Comme leur classe était la première par ordre alphabétique, Jim et Ryu tendirent le nez par-dessus les têtes de leurs camarades pour savoir lequel des enseignants rassemblés face à eux allait s'avancer. À la vue de la mine sévère de M. Cross, Jeremy fit la grimace. Ce n'était pas un mauvais enseignant, mais s'il pouvait s'épargner ses comparaisons animalières, ce serait volontiers.
— Bonjour, lança leur professeur principal en s'avançant. Certains me connaissent déjà, mais...
Jim lâcha un petit bruit étranglé venu du fond de la gorge. À sa droite, Ryusuke libéra le rire qu'il retenait depuis plusieurs minutes.
— Je suis M. Hunt. Je serai votre enseignant référant et votre prof d'EPSA pour l'année à venir.

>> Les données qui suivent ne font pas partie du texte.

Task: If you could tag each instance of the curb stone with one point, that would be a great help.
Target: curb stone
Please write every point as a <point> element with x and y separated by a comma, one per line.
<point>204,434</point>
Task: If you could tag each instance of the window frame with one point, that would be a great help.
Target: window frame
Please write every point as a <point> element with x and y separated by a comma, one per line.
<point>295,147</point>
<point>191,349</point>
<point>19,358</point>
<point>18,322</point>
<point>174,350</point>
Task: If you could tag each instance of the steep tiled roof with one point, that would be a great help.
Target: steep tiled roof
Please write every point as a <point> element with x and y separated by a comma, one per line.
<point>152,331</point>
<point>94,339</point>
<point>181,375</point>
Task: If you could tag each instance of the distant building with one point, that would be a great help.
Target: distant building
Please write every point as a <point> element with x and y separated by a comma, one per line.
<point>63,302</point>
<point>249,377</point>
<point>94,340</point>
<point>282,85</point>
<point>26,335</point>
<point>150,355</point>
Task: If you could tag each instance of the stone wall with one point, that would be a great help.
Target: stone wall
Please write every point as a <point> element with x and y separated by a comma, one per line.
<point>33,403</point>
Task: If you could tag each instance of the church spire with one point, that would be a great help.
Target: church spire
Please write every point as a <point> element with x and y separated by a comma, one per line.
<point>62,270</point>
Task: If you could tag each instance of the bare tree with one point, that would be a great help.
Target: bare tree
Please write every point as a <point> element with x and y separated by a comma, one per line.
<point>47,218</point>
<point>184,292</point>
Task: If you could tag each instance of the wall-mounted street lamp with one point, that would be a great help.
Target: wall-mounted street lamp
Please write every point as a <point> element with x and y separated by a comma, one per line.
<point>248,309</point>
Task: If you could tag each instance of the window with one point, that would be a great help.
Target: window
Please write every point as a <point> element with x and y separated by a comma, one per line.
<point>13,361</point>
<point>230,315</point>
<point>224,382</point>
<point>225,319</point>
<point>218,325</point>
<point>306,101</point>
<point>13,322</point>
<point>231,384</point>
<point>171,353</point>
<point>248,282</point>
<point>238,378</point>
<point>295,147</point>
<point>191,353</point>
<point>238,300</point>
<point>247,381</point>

Incapable de quitter son père des yeux, Jim prêta tout juste attention à la suite de ses paroles.
— C'est ma première année en tant que professeur à temps plein. (Ethan adressa un sourire complice à la vingtaine d'élèves qui lui faisait face.) Je compte sur vous pour m'accompagner autant que je vous accompagnerai.

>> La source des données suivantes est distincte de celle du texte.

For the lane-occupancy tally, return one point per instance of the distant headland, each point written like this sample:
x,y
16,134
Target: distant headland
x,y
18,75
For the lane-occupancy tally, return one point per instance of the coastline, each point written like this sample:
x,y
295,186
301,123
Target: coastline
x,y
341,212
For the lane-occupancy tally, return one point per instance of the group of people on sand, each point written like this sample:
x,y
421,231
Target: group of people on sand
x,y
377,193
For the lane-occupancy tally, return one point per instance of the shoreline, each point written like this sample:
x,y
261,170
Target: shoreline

Trop mortifié pour réagir, Jeremy observa à travers un voile flou quelques élèves applaudir la présentation modeste de leur nouveau professeur. Tess et Tina s'étaient rapprochées des garçons après avoir discuté un moment.
Tess hocha la tête et glissa à ses nouveaux camarades :
— Il a l'air cool, ce prof. (Avant qu'ils puissent répondre, elle précisa :) Même que j'en croquerai bien un bout.
Alors que Valentina s'étranglait d'un rire gêné et que Ryu ouvrait la bouche de surprise, Jim se pressa les tempes entre les mains. Son premier jour de cours n'était même pas entamé qu'il avait déjà l'impression d'avoir traversé tout un semestre.